Somehow, the most persistent voice in this rather incongruously zippy chorus of second wave psychopathy is Ms. Witherspoon, who has, in the last decade, established a highly profitable career as producer on projects like Gone Girl (‘14 — murder as revenge for a disappointing marriage), Big Little Lies (‘17-’19 — murder as a ladies’ group night activity), and now, Crawdads. Each of these stories favors women protagonists who commit and conceal murders, treating their acts of violence as either necessary or understandable gestures of self-preservation. In truth, all these stories do is echo the values of imperialist society, which states that if someone stands in your way, eliminate them.
It may sound trite to compare the murder that happens in Where the Crawdads Sing to, say, the Crusades — but both instances of violence are borne out of a common human impulse: to control that which is beyond control. To preserve a stake in that which is considered precious, at the expense of competing interests. Yes, Kya (played with simpering luminosity by Daisy Edgar-Jones) does feel she’s being stalked by Chase (Harris Dickinson), who has previously sexually assaulted her, and she wants to continue living alone in her beloved marshland without any fear of being attacked.
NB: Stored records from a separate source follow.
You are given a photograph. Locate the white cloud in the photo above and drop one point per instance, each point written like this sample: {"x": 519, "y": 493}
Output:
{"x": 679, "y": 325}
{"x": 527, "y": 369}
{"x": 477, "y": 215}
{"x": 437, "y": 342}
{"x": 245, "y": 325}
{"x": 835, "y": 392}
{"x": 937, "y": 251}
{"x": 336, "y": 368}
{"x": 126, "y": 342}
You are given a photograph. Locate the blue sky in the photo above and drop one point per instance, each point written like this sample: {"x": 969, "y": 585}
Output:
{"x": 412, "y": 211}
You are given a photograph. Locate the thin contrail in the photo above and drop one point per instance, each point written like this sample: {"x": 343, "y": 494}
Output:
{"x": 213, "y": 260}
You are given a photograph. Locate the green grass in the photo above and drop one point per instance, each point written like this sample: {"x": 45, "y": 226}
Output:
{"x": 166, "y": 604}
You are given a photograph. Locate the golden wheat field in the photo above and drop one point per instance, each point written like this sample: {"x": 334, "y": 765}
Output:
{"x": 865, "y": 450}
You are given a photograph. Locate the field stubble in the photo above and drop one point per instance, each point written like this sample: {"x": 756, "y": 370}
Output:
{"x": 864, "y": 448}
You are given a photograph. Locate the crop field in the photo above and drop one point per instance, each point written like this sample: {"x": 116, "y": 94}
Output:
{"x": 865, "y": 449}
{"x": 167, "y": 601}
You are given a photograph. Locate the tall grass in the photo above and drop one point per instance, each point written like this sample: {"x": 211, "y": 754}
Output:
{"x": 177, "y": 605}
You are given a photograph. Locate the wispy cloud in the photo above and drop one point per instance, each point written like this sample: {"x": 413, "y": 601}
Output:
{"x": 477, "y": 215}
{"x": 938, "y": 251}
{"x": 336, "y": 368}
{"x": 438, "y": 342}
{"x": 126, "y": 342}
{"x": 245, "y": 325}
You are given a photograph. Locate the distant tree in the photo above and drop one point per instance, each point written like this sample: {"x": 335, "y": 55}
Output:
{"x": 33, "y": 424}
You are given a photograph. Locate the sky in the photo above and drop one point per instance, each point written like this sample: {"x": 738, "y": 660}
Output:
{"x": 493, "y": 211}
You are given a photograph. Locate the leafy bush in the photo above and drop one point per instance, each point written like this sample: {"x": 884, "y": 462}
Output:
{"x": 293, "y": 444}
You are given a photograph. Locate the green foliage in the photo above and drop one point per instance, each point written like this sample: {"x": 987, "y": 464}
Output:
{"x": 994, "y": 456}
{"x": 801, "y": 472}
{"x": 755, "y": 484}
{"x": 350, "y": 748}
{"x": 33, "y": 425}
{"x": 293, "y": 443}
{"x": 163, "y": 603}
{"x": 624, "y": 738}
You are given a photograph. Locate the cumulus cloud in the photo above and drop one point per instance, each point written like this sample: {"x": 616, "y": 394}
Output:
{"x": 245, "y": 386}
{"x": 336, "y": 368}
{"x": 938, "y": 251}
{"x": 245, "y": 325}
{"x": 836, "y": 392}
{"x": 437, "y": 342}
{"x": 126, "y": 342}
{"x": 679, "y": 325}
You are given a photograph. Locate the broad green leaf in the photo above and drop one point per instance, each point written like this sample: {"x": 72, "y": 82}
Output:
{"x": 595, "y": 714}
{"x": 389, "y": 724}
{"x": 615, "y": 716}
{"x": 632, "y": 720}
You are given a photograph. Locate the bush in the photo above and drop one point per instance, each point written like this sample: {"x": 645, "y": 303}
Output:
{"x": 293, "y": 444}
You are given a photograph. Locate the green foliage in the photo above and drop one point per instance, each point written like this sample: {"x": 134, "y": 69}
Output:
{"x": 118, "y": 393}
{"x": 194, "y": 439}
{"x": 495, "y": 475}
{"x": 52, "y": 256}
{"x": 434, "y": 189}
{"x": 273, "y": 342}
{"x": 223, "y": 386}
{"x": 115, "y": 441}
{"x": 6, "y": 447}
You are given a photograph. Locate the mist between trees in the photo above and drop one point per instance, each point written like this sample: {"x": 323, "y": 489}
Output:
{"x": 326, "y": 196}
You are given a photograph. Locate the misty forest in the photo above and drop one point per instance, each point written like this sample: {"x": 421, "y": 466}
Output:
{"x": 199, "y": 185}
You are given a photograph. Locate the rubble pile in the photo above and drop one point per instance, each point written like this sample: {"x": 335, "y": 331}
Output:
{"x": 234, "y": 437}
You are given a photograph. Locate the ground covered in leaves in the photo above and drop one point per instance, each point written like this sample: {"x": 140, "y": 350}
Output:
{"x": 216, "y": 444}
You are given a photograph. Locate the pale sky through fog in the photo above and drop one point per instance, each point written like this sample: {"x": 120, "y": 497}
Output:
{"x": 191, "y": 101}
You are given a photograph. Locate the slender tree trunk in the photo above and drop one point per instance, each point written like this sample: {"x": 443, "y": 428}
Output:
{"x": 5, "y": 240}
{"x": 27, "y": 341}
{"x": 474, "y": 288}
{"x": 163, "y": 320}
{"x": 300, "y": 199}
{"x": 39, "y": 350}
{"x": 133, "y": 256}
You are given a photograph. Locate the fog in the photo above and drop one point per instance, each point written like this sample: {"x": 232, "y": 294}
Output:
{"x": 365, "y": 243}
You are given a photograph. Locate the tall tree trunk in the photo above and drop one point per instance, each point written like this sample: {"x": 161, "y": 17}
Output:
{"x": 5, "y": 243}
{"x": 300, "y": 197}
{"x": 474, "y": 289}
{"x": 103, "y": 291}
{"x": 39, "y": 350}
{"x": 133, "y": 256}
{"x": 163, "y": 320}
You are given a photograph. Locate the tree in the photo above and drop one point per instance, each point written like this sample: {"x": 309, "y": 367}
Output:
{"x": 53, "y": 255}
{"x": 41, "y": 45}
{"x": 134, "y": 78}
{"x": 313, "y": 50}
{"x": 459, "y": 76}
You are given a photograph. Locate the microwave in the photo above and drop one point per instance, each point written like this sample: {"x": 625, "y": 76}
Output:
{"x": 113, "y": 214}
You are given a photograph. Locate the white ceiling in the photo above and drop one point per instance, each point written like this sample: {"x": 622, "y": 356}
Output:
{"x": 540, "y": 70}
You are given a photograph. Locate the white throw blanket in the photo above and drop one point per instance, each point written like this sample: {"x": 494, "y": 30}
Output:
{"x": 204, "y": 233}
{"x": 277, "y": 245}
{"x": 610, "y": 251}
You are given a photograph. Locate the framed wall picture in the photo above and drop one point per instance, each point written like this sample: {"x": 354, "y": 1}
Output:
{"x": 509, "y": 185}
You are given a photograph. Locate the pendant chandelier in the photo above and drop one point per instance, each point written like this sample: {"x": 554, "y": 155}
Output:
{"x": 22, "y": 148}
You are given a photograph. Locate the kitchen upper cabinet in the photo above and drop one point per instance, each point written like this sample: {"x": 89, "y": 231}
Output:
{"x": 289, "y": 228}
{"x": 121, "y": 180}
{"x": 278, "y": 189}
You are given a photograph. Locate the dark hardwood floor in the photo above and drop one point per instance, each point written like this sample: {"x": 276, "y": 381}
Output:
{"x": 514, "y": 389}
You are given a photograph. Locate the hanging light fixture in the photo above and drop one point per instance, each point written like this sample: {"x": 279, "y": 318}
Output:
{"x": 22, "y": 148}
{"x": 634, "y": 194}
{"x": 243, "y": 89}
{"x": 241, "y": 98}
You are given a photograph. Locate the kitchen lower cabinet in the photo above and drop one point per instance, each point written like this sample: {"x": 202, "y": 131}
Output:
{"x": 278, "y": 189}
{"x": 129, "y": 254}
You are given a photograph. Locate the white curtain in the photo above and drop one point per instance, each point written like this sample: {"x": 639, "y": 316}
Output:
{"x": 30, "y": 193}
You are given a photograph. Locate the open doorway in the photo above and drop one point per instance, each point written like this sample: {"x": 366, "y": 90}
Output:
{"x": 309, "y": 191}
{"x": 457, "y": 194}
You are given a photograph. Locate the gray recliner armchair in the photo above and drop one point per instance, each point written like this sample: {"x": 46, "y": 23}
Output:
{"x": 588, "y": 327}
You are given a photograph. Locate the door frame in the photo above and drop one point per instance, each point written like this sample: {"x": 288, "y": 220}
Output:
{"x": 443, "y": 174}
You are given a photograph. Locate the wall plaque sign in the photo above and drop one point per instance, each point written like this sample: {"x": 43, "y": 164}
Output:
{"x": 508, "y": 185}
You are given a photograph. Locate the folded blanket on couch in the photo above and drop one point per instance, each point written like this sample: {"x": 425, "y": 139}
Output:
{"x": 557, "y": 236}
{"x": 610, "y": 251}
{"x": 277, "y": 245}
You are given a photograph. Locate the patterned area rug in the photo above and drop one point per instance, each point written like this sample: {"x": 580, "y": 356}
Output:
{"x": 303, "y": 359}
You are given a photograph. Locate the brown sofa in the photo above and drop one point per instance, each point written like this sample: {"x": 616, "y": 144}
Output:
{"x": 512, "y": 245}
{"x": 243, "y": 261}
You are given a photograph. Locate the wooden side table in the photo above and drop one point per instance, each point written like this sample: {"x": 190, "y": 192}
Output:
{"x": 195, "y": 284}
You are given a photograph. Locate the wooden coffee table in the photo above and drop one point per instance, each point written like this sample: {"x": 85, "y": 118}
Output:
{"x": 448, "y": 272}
She is justified in endeavoring to locate peace for herself, but it is this critic’s firm belief that neither she nor any other person is ever justified in the deliberate, conscious taking of another person’s life. To suggest otherwise is reckless and morally reprehensible.
Any question of “excusable” premeditated homicide is rendered all the more urgent by Ms. Owen’s personal history, which has received increased scrutiny in the wake of this movie’s release. Regardless of everything, though, Where the Crawdads Sing makes for a mild yet consistently appealing murder-mystery-regional-romance. It is only in the final five minutes that an aged Tate (played for most of the movie’s runtime with dreamy sensitivity by Taylor John Smith), Kya’s eventual hubby, discovers that his now-deceased wife did in fact kill the man she was tried for murdering decades earlier. He tosses the only remaining evidence — a seashell necklace that had belonged to her victim — into the ocean, thereby sparing Kya from any unflattering postmortems.
How cruel, to allow your devoted husband of nearly fifty years to discover a horrific secret about you only after you’d gone. To leave him to sit with that knowledge for his few remaining years, without closure. Someone tell me, please, what is so empowering about that?